UK Government urged to do more to support country’s technology sector

technology sector

Silicon Fen in Cambridge

The technology sector trade association techUK has published a new report urging politicians and policy makers to acknowledge the UK’s role in the global technology market, create the conditions in which it can thrive and  oversee the roll-out of new digital services across the public sector and beyond. The body, which has more than 850 members employing 500,000, claims that Securing our Digital Future: the techUK manifesto for growth and jobs 2015-2020 offers a blueprint for jobs growth in the tech sector and the chance for the UK to establish a reputation as a world leader in the global digital revolution. The report coincides with the announcement that the UK Government has commissioned a report to explore how Britain can lead the development of the sharing economy based on the success of firms such as Airbnb and Zipcar. Ahead of next year’s General Election, the techUK report calls on the next government to use technology to improve the quality and accessibility of public services, increase productivity and secure a million new jobs.

Speaking at the launch of the report in London, Julian David, CEO of techUK said: “Tech and digital have a fundamental role to play in almost everything the next government will need to do, as we continue to rebuild our economy for the 21st century. That’s why today techUK is launching its manifesto as a roadmap to 2020. The key message for politicians is that voters and industry alike want the Government to secure our digital future.”

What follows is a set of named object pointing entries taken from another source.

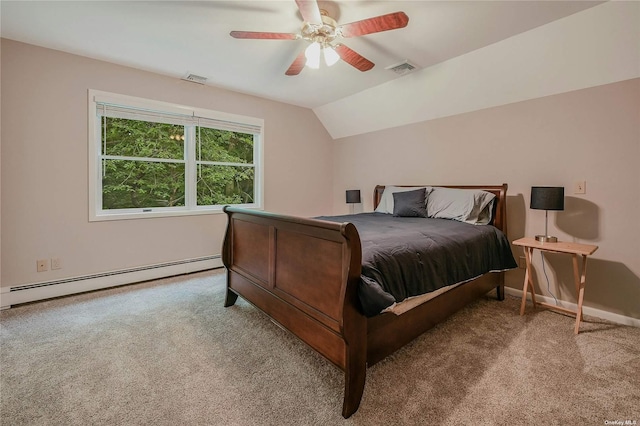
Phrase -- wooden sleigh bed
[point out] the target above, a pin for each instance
(304, 274)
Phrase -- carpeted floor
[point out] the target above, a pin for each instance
(167, 353)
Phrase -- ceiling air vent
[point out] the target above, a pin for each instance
(402, 68)
(195, 78)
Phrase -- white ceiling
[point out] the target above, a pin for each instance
(180, 37)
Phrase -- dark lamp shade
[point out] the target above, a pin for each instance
(353, 196)
(547, 197)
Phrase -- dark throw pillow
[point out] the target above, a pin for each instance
(410, 203)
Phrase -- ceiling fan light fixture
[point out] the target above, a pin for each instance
(330, 55)
(312, 53)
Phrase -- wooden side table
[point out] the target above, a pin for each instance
(574, 249)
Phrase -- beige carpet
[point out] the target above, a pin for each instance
(168, 353)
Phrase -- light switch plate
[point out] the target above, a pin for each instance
(580, 187)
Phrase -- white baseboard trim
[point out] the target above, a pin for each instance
(45, 290)
(598, 313)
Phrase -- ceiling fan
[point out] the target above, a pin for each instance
(322, 31)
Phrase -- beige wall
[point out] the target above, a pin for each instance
(590, 134)
(44, 167)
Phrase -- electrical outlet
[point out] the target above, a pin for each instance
(55, 263)
(522, 263)
(42, 265)
(580, 187)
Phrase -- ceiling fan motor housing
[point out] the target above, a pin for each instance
(323, 34)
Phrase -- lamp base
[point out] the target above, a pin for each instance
(546, 239)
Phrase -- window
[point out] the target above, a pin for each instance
(149, 158)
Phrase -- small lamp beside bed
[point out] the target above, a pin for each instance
(353, 197)
(547, 198)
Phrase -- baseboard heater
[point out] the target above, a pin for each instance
(45, 290)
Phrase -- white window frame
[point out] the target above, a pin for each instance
(97, 213)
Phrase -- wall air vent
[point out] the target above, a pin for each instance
(195, 78)
(402, 68)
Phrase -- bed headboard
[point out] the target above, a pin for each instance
(499, 207)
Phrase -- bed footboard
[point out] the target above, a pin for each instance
(304, 274)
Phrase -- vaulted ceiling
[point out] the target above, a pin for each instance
(176, 38)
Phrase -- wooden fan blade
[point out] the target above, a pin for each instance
(387, 22)
(310, 11)
(297, 64)
(263, 35)
(353, 58)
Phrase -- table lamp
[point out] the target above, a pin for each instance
(547, 198)
(353, 197)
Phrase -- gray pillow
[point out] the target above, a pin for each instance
(410, 203)
(386, 200)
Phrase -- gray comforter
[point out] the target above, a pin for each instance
(405, 256)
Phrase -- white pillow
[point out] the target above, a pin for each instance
(386, 200)
(465, 205)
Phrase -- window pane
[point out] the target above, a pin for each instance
(223, 146)
(140, 184)
(133, 138)
(225, 185)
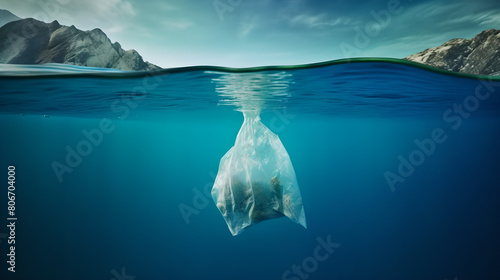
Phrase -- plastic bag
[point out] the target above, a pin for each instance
(256, 180)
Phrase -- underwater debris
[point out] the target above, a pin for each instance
(256, 180)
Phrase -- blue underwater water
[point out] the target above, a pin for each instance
(398, 167)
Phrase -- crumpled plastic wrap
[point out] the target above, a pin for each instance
(256, 180)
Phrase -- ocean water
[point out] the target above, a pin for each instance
(398, 165)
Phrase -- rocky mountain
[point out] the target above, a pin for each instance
(479, 55)
(29, 41)
(6, 17)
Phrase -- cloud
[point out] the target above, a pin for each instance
(178, 24)
(319, 20)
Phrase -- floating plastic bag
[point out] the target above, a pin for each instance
(256, 179)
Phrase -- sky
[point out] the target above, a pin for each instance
(246, 33)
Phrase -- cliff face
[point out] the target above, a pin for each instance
(6, 17)
(479, 55)
(30, 41)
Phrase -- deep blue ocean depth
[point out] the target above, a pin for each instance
(398, 167)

Meanwhile, Matthew Hancock MP, the Minister for Business and Enterprise announced at this week’s Conservative Party conference that the Government has commissioned a report into the sharing economy with the aim to turn the UK into a “global centre”.

Hancock claims that by 2025 the sharing economy could achieve 50 percent market share in key appropriate sectors such as holidays and car sharing. He cites a recent report from PwC which claims that the worldwide sharing economy could be worth around £230 billion in ten years time, with a potential share for the UK of around £9 billion.